Wedoany.com Report on Feb 24th, OpenAI recently announced the establishment of a "Frontier Alliance" with four global consulting giants—Boston Consulting Group (BCG), McKinsey & Company, Accenture, and Capgemini. The alliance aims to help enterprise clients move artificial intelligence technology from the proof-of-concept stage to full-scale implementation through deep collaboration, enabling the intelligent transformation of core business processes.
The alliance is built on OpenAI's newly launched Frontier platform, which pairs OpenAI's deployment engineers with consulting teams to jointly support enterprises in integrating AI agents into key business areas such as software development, sales, and customer support. This move represents a concrete implementation of CEO Sam Altman's enterprise client strategy, which he has emphasized over the past few months. In December of last year, OpenAI appointed former Slack CEO Denise Dresser as Chief Revenue Officer to accelerate its expansion into the enterprise market.
Although OpenAI has previously engaged in sporadic collaborations with consulting firms, Dresser stated that the core objective of this alliance is to deeply embed AI into the core workflows of enterprises, rather than limiting it to isolated technical experiments.
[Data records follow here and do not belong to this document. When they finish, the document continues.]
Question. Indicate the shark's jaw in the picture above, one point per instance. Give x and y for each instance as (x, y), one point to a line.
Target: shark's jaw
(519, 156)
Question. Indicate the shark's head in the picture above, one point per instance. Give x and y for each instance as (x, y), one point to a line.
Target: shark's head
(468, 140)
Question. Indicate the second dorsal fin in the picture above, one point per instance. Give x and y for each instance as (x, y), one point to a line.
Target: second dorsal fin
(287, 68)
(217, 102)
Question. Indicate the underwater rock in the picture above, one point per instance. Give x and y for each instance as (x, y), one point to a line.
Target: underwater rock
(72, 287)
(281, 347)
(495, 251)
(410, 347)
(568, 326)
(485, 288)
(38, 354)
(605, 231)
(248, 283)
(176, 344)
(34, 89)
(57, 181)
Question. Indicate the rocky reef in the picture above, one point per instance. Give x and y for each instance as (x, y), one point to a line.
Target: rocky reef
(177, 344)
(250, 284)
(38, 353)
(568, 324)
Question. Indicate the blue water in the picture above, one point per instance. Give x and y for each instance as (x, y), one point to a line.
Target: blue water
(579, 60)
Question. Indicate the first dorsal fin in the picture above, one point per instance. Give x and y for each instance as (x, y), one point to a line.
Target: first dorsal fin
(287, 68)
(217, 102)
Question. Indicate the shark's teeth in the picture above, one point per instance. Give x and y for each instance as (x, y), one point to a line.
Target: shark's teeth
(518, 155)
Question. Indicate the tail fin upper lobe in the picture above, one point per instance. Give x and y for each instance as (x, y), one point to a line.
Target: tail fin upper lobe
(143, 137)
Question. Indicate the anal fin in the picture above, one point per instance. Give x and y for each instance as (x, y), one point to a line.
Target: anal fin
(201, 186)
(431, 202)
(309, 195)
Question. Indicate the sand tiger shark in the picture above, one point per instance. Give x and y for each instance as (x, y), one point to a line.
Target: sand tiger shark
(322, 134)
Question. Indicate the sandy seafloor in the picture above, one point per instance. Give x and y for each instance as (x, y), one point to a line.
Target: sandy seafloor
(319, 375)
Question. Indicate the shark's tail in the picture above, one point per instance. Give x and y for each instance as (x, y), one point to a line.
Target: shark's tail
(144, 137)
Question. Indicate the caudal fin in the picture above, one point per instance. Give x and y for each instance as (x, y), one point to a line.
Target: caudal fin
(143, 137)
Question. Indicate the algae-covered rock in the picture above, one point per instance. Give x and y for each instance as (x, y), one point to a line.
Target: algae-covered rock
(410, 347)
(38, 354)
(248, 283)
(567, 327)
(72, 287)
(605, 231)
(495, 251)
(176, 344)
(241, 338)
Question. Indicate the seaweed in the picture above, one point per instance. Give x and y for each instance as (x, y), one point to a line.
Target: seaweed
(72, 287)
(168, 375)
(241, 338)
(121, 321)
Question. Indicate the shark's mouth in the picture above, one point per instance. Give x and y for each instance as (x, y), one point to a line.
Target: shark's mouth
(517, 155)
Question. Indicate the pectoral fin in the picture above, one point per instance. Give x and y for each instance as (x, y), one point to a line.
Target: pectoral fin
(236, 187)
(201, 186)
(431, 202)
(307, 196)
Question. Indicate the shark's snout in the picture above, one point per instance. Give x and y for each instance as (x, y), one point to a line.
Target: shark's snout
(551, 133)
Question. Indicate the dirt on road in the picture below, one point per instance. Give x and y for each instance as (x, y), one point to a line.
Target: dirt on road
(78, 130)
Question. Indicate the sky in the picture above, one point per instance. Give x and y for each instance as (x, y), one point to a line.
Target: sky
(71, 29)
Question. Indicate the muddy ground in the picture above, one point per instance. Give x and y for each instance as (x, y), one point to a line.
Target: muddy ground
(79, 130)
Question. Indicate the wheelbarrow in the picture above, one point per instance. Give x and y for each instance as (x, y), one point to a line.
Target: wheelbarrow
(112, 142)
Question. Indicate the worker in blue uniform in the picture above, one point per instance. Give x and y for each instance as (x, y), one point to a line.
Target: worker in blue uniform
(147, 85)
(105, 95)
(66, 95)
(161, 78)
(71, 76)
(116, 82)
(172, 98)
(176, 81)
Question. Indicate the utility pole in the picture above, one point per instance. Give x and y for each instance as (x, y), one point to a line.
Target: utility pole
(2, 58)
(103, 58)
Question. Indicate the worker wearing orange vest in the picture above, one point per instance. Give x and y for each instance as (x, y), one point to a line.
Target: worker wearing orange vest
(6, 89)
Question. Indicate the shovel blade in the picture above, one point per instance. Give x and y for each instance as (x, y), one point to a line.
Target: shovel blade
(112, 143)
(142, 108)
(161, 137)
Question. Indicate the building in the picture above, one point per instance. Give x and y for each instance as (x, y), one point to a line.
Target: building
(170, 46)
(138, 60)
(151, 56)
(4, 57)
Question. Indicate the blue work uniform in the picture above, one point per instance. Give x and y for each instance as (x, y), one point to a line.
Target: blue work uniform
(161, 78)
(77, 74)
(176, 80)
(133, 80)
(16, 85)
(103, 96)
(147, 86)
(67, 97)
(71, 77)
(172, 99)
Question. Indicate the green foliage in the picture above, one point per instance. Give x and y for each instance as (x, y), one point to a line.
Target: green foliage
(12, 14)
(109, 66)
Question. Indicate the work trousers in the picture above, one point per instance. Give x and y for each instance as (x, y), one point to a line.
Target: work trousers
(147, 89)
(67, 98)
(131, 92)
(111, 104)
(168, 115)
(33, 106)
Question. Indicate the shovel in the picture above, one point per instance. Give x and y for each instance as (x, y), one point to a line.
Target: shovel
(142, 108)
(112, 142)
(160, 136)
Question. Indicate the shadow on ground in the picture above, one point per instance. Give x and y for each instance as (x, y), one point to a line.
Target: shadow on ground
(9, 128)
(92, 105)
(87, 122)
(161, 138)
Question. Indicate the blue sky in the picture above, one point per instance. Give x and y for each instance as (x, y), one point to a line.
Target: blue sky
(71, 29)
In an interview, she noted, "Enterprises need more than cautious pilots; they need a clear path and tangible help to truly grow and adopt this technology."
The Frontier platform serves as the technical foundation for this collaboration. The platform includes a "context layer" capable of connecting various data and applications scattered across an enterprise, effectively breaking down data silos and addressing common obstacles in the large-scale application of AI. Enterprises can build AI agents on the platform that can share skills and memories across different workflows, all managed through a built-in observability system. Products like ChatGPT Enterprise are also integrated into the overall solution.
Dresser emphasized that deploying AI in isolation cannot deliver real business value or drive organizational transformation. She believes that the establishment of the "Frontier Alliance" reflects OpenAI's ongoing recognition of AI as a profound technological shift—one that requires not just software sales but systemic capability co-creation.
Under the alliance's collaborative model, OpenAI engineers and consulting teams will jointly provide employee training and implementation support to clients. Dresser anticipates that enterprises partnering with consulting firms will gradually become self-sufficient and ultimately capable of independently driving their own transformation. "We don't want to build a model where we do everything. Our goal is to make customers self-sufficient," she said.
In the increasingly competitive enterprise AI market, OpenAI faces challenges from rivals such as Anthropic and Google. Through the "Frontier Alliance" model, OpenAI aims to complement the capabilities of the world's top consulting firms while maintaining technological openness, helping enterprise clients gain closer technical support and research collaboration without replacing their existing systems.